Our Document Classification settings fall into two categories:
Additional and Semi-structured Documents
Structured Layout Match Threshold
Additional and Semi-structured documents
Semi-structured Classification
When this setting is enabled, you will be able to train a classification model to automatically match documents to Additional and Semi-structured layouts.
To enable Semi-structured Classification, select this setting in the “Classification” section of your flow’s settings.
For more information, see Automatic Document Classification.
Semi-structured target accuracy
If the estimated accuracy of the model's prediction is below this percentage, the system will generate a Classification Supervision task for the document.
You can set this target accuracy in the “Classification” section of your flow’s settings.
Continuous Classification model improvement
When this setting is enabled, the system will train new models automatically and then deploy them after their training is complete.
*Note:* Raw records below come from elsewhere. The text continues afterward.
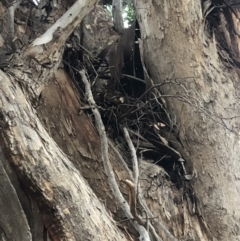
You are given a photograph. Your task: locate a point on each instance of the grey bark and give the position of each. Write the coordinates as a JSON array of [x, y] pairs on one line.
[[176, 47]]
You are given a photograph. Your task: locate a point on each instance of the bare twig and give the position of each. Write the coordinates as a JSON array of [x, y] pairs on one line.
[[144, 236], [134, 157]]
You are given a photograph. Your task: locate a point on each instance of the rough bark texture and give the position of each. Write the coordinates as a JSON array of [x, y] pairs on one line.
[[52, 174], [205, 106]]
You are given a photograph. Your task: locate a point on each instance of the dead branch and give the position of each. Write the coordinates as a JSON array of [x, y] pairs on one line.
[[134, 158], [144, 236]]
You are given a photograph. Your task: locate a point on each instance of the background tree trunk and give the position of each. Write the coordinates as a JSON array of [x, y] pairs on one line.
[[54, 185]]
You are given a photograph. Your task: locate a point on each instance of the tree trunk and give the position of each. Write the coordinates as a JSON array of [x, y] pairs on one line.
[[203, 98], [57, 183]]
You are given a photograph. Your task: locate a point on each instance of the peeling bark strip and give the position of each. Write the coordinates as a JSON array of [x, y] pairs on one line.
[[42, 167], [209, 125], [42, 57]]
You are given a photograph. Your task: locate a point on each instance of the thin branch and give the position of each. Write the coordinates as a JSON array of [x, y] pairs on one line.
[[134, 157], [144, 236]]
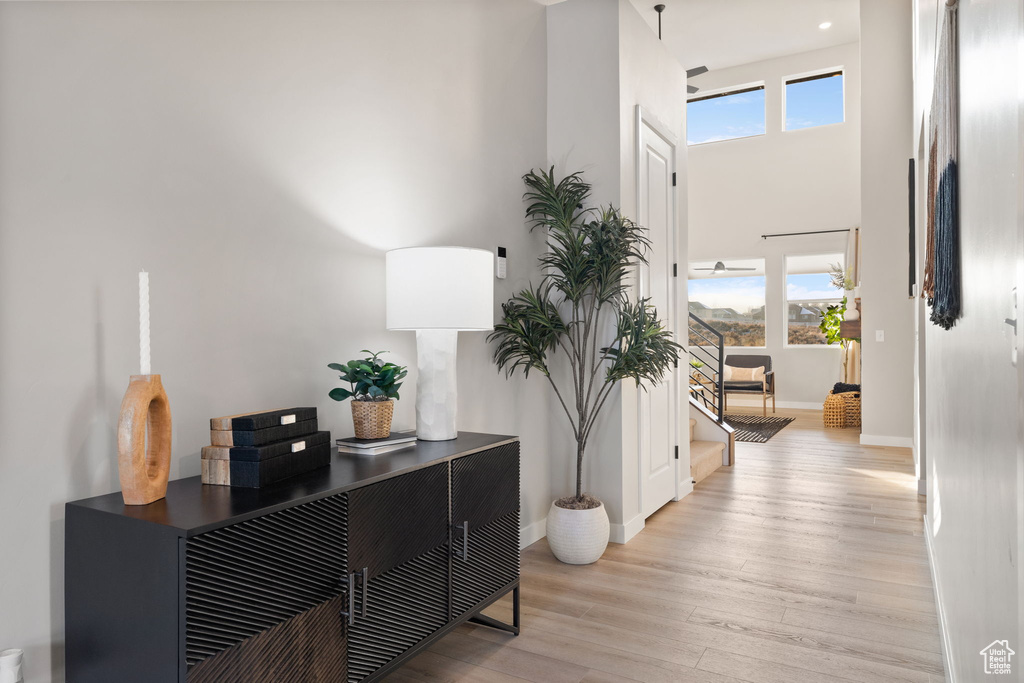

You can see a history of model training and deployments in the "Model Activity" card on the Classification Model detail page.
You can enable this setting in the “Document Classification” section of the application settings (Administration > Settings).
Semi-structured QA sample rate
This setting determines the percentage of documents that we will randomly select for Classification QA. In Classification QA tasks, users will confirm that the model's classifications are correct.
You can set this sample rate in the “Classification” section of your flow’s settings.
Semi-structured grouping logic
When multiple pages are matched to the same layout in a given submission, there are three options to handle that:
Consecutive pages as separate documents — Every page matched to the same layout will be treated as an individual document.
Consecutive pages as a document — Consecutive pages that are matched to the same layout will be treated as one document (for PDF or TIFF files, only consecutive pages of the same file will be grouped as one document).
Manual review of consecutive pages — Consecutive pages that are matched to the same layout will create a Classification Supervision task for the submission (for PDF or TIFF files, only consecutive pages of the same file will be grouped as one document).
You can select one of these options for your flow in the “Classification” section of your flow’s settings.
Structured Layout Match Threshold
The Structured Layout Match Threshold determines whether a Structured page is matched to a layout. The pages with confidence scores below the threshold are sent to Classification Supervision (if enabled) or marked as "No Layout Found."
You can set this threshold in the “Classification” section of your flow’s settings.